Okk wrote:-Some games have four-direction scrolling without artifacts by adding extra memory.
It's also possible to get rid of these artifacts without extra memory, but that usually involves some sort of sacrifice (e.g. a column of sprites at the right of the screen - which wastes sprites and effectively drops the sprites-per-scanline limit to 7 - or a total of 16 blanked scanlines distributed between the top and bottom of the screen). I guess it's probably better for you to go with the extra memory explanation. =)
If I'm understanding correctly, I could normally swap out up to 64 tiles at a time. Is this between scanlines, or just between frames?
That's perfectly safe to do between scanlines.
Are there other limitations on what tiles I can swap out or swap in? Other mappers would allow for more flexibility... do those involve special hardware?
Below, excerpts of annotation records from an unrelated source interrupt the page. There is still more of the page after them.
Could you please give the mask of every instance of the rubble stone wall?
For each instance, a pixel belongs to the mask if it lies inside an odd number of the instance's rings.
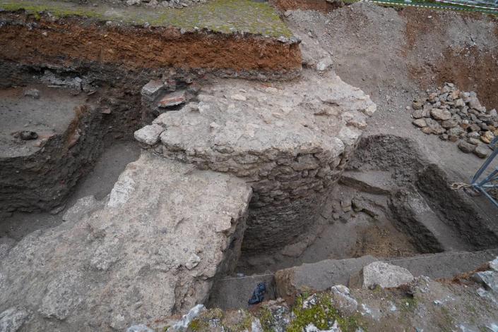
[[[162,113],[136,137],[167,158],[249,183],[244,248],[250,250],[291,243],[319,217],[324,193],[375,111],[359,89],[311,70],[273,86],[225,80],[198,99]]]

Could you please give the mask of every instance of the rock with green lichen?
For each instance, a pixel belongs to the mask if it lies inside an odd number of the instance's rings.
[[[0,4],[0,10],[25,10],[37,17],[40,13],[47,12],[54,17],[81,16],[150,27],[173,27],[184,33],[205,30],[224,34],[256,35],[285,42],[291,42],[292,37],[272,6],[251,0],[213,0],[182,10],[110,8],[106,4],[82,6],[50,0],[8,0]]]

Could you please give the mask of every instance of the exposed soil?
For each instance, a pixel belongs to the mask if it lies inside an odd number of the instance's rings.
[[[37,230],[46,230],[63,222],[62,216],[80,198],[95,196],[101,200],[108,195],[126,166],[138,159],[140,147],[133,142],[114,142],[105,147],[93,169],[78,183],[65,208],[57,214],[48,212],[16,212],[0,221],[0,239],[17,241]]]
[[[469,181],[482,160],[415,128],[405,107],[442,80],[475,91],[488,109],[497,107],[492,87],[498,56],[495,18],[411,8],[397,11],[357,3],[326,15],[295,11],[286,20],[295,33],[309,32],[329,52],[338,75],[376,103],[377,111],[365,135],[384,133],[414,140],[429,161],[448,172],[453,180]],[[478,55],[473,56],[472,52],[478,51]],[[470,52],[470,56],[458,59],[464,51]],[[449,54],[453,56],[445,57]],[[475,87],[469,87],[473,82]],[[485,199],[482,204],[490,219],[498,218]]]
[[[173,66],[228,74],[259,70],[276,76],[292,75],[301,66],[296,43],[271,38],[182,34],[170,28],[107,26],[76,18],[35,20],[26,14],[2,13],[0,20],[4,22],[0,57],[28,65],[71,67],[86,61],[129,69]]]
[[[281,11],[301,9],[328,13],[339,8],[338,4],[326,0],[271,0],[271,2]]]

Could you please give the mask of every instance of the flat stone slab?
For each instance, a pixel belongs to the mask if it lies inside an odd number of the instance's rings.
[[[295,242],[314,222],[376,109],[331,71],[272,86],[220,80],[198,99],[154,120],[165,130],[153,149],[251,184],[244,248],[254,250]]]
[[[259,283],[264,283],[266,292],[264,300],[276,297],[275,278],[271,273],[264,275],[226,276],[216,281],[213,286],[208,307],[226,309],[248,309],[248,301]]]
[[[408,270],[384,262],[374,262],[363,268],[362,285],[364,288],[377,285],[382,288],[398,287],[413,280]]]
[[[182,10],[170,8],[120,8],[105,4],[78,5],[51,0],[6,0],[5,11],[24,9],[31,13],[48,11],[57,17],[81,16],[105,21],[154,27],[174,27],[186,32],[201,29],[232,34],[246,32],[278,38],[290,38],[290,30],[268,4],[247,0],[213,0]]]
[[[36,90],[39,97],[30,94]],[[41,85],[30,88],[0,89],[0,159],[28,156],[40,151],[43,142],[67,131],[77,120],[76,109],[85,104],[83,96],[72,96],[62,89]],[[36,133],[32,140],[21,140],[16,133]]]
[[[474,271],[498,254],[498,250],[478,252],[441,252],[405,258],[382,259],[372,256],[346,259],[325,259],[278,271],[275,273],[278,296],[308,288],[325,290],[337,284],[361,287],[360,272],[370,263],[382,261],[404,268],[415,277],[453,278]]]
[[[377,260],[369,255],[347,259],[326,259],[278,271],[275,273],[277,295],[283,297],[304,289],[319,291],[334,285],[347,285],[352,275]]]
[[[85,199],[4,256],[0,312],[21,309],[0,316],[25,331],[124,331],[184,313],[235,266],[250,197],[233,176],[143,152],[105,207]]]

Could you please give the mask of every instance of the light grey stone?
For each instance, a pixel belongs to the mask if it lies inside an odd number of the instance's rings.
[[[165,94],[161,97],[158,103],[158,106],[167,109],[174,106],[177,106],[186,101],[185,90],[177,90]]]
[[[160,125],[152,124],[138,129],[134,134],[135,140],[141,143],[154,145],[159,142],[159,137],[165,129]]]
[[[413,121],[412,121],[412,123],[415,125],[417,127],[420,127],[420,128],[423,128],[423,127],[427,126],[427,123],[425,122],[425,119],[423,118],[417,118],[417,120],[414,120]]]
[[[498,272],[495,271],[477,272],[473,278],[481,283],[486,289],[498,295]]]
[[[451,113],[449,111],[441,109],[431,109],[431,116],[436,120],[441,121],[451,118]]]
[[[383,288],[398,287],[413,280],[413,276],[406,269],[383,262],[374,262],[363,268],[364,288],[377,285]]]
[[[468,142],[461,140],[458,143],[458,148],[463,152],[464,153],[466,154],[470,154],[474,152],[477,147],[474,145],[473,144],[470,144]]]
[[[166,129],[160,135],[165,157],[251,183],[256,209],[244,238],[259,250],[283,247],[319,218],[323,193],[338,179],[338,166],[353,153],[376,109],[332,71],[305,70],[300,81],[273,85],[223,80],[203,87],[198,104],[153,121]]]
[[[198,315],[206,310],[203,305],[197,305],[189,311],[189,313],[184,315],[178,322],[167,329],[167,332],[184,332],[186,331],[190,323],[197,318]]]
[[[25,97],[30,97],[35,99],[40,99],[40,90],[37,89],[26,89],[23,93]]]
[[[85,215],[95,211],[100,207],[100,202],[94,196],[80,198],[71,207],[67,209],[62,220],[76,222]]]
[[[160,80],[153,80],[149,81],[142,87],[141,94],[148,99],[152,101],[155,99],[161,91],[165,89],[165,85]]]
[[[0,314],[0,331],[16,332],[30,317],[29,312],[22,307],[13,307]]]

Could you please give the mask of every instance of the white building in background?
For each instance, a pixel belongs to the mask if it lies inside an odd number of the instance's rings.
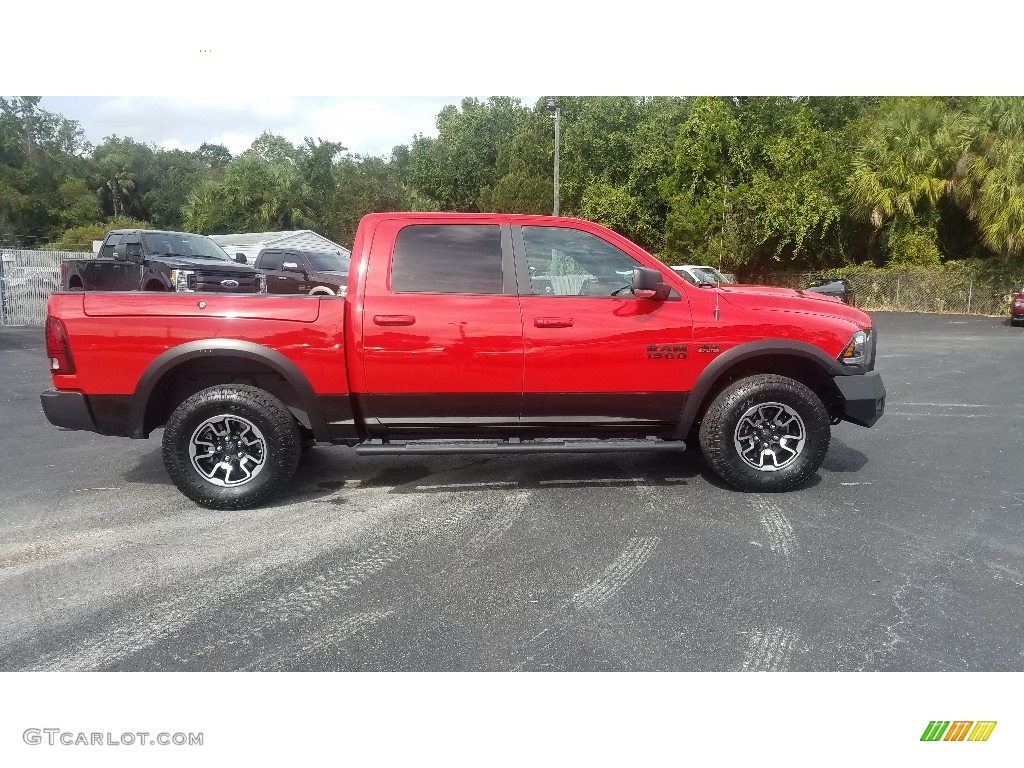
[[[352,252],[312,229],[296,229],[284,232],[242,232],[238,234],[211,234],[210,240],[227,251],[231,258],[244,253],[246,261],[252,264],[264,248],[295,248],[303,251],[340,251],[345,256]]]

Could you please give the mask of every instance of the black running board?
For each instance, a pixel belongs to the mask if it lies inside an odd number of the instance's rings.
[[[486,440],[382,442],[369,440],[355,446],[357,454],[420,456],[426,454],[622,454],[685,451],[682,440]]]

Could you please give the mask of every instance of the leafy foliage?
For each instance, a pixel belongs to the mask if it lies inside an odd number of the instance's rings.
[[[1024,98],[555,98],[563,215],[666,261],[742,274],[1024,258]],[[350,244],[371,211],[547,214],[547,100],[464,98],[436,136],[378,158],[272,133],[238,157],[116,135],[93,147],[38,97],[0,98],[0,244],[91,247],[125,217]]]

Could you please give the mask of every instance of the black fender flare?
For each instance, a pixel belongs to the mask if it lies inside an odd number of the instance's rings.
[[[694,347],[699,346],[697,344]],[[679,426],[676,428],[675,439],[682,440],[689,433],[697,413],[703,404],[705,398],[712,390],[718,380],[726,375],[733,366],[745,362],[757,357],[768,357],[776,354],[784,354],[790,357],[801,357],[817,365],[822,373],[829,378],[835,376],[848,376],[857,373],[854,370],[844,369],[839,360],[834,360],[813,344],[804,341],[793,341],[790,339],[762,339],[740,344],[732,349],[722,352],[709,364],[697,380],[693,383],[693,389],[686,397],[686,403],[679,416]]]
[[[138,383],[131,399],[131,413],[128,418],[130,435],[143,438],[145,434],[145,411],[150,404],[153,390],[163,377],[176,366],[187,360],[199,359],[208,355],[218,357],[239,357],[247,360],[257,360],[281,375],[299,397],[302,411],[309,419],[309,427],[317,440],[330,441],[327,419],[319,407],[319,400],[312,385],[302,374],[298,366],[281,352],[269,347],[255,344],[251,341],[238,339],[203,339],[179,344],[160,354],[151,362]]]

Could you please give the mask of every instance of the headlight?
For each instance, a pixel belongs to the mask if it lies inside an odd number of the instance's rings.
[[[191,293],[196,290],[196,272],[191,269],[171,269],[171,283],[178,293]]]
[[[850,342],[843,347],[839,361],[844,366],[863,366],[871,353],[871,332],[857,331]]]

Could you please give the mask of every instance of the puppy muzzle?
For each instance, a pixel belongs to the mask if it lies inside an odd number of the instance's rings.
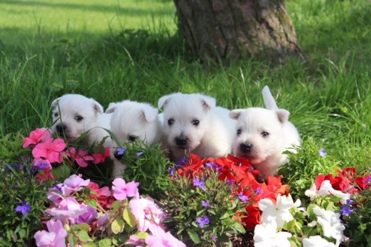
[[[248,142],[240,144],[240,150],[245,153],[250,153],[252,148],[253,144]]]
[[[116,151],[115,152],[113,153],[113,156],[114,156],[116,159],[120,160],[121,158],[122,158],[122,156],[124,156],[124,154],[119,154],[118,152],[117,151]]]
[[[178,147],[185,148],[187,147],[187,143],[188,142],[188,138],[184,135],[181,135],[175,137],[175,143],[176,143]]]

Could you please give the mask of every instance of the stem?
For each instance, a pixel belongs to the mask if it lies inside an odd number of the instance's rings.
[[[304,237],[305,236],[305,234],[304,234],[304,232],[303,232],[302,227],[301,227],[299,224],[298,224],[298,222],[296,222],[296,220],[295,221],[295,227],[296,227],[298,228],[298,230],[299,230],[299,232],[300,233],[300,235],[302,235],[302,237]]]

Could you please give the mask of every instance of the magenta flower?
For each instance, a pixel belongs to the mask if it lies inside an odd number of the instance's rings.
[[[132,181],[126,184],[123,179],[117,178],[113,181],[112,184],[113,197],[116,200],[125,200],[127,197],[139,198],[139,183]]]
[[[40,142],[43,142],[51,137],[50,133],[46,128],[37,128],[31,131],[28,137],[25,137],[22,140],[23,148],[34,147]]]
[[[62,222],[51,219],[46,222],[48,231],[42,230],[35,233],[36,245],[39,247],[65,247],[67,231]]]
[[[186,247],[186,245],[173,236],[170,232],[165,232],[158,226],[152,226],[150,228],[152,235],[145,238],[145,243],[150,247]]]
[[[165,219],[164,211],[151,197],[132,199],[129,207],[140,231],[146,231],[151,225],[159,225]]]
[[[72,174],[69,178],[66,179],[63,182],[65,186],[65,190],[70,190],[73,191],[80,191],[84,187],[88,186],[90,183],[90,179],[84,180],[81,177],[82,175]]]
[[[37,144],[32,149],[32,155],[35,158],[45,158],[51,163],[60,163],[62,155],[61,152],[65,147],[66,144],[62,139],[58,138],[53,141],[50,138]]]
[[[79,166],[81,167],[87,167],[88,160],[94,160],[94,158],[88,155],[88,152],[84,150],[80,150],[77,153],[76,149],[73,147],[70,147],[68,151],[66,152],[67,157],[71,157]]]

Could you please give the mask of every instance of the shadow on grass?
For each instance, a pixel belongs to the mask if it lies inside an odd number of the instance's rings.
[[[123,8],[119,5],[112,5],[111,6],[99,5],[81,5],[78,4],[69,4],[61,3],[53,3],[52,2],[40,2],[20,0],[3,0],[2,4],[12,5],[14,6],[24,6],[35,7],[50,7],[51,8],[59,8],[66,9],[79,9],[84,11],[94,11],[97,12],[108,12],[122,14],[132,16],[158,15],[164,14],[164,11],[161,10],[154,10],[147,9],[142,10],[137,8]]]

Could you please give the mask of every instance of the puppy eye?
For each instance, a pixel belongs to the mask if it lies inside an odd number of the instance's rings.
[[[174,124],[174,119],[172,118],[168,120],[168,124],[169,124],[169,126],[171,126]]]
[[[263,137],[266,137],[267,136],[269,135],[269,133],[268,132],[266,132],[265,131],[263,131],[260,133],[260,135],[261,135]]]
[[[84,118],[83,117],[82,117],[81,116],[77,116],[75,117],[74,117],[73,119],[75,120],[80,122],[81,120],[82,120],[83,119],[84,119]]]
[[[195,119],[194,120],[192,120],[192,124],[193,124],[195,126],[197,126],[199,124],[200,124],[200,121],[197,120],[197,119]]]

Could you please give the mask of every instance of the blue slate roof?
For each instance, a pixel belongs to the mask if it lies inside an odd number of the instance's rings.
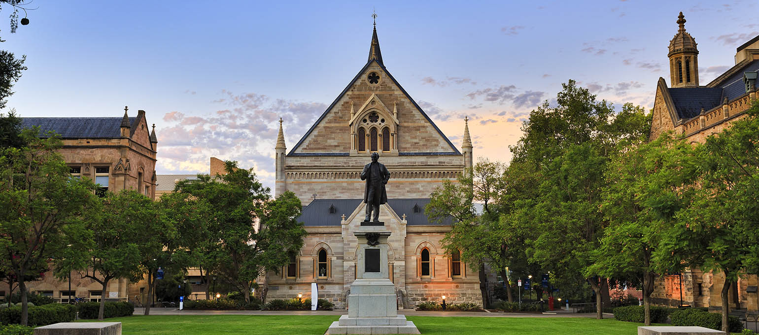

The only real limitation is that the finest chunks an existing mapper can swap are 1KB (i.e. 64 tiles). If you don't want to change 64 tiles at once, you'll have to repeat the tiles you don't want to change across different 1KB chunks, wasting memory. Also, since the registers are 8-bit, they can only index 256 1KB chunks, so you're limited to 16384 tiles for the entire game. Technically this could be circumvented by wrapping the mapper with a second mapper (many pirate games do this), and then you could pick different sets of 16384 tiles, but that wouldn't be very typical.
For the status bar I need to change tilesets, palettes AND scrolling, all between scanlines and at the same time. Is that plausible?
Tilesets and scrolling could easily be done from one scanline to the next without any glitches, but palettes aren't so simple. If you can afford a few blank scanlines (2 or 3 should do it) between the status bar and the game window, you could pretend to be spreading the color updates across multiple HBlanks, which would make the color changes more plausible.
Also, sometimes the upper screen would scroll vertically instead of horizontally.
That's always tough when a status bar is present. There are software-only solutions to fix this though (which involve dynamically relocating the status bar in the name tables according to the vertical scroll) so it's certainly plausible. A bit annoying to code, but you don't have to worry about that, right?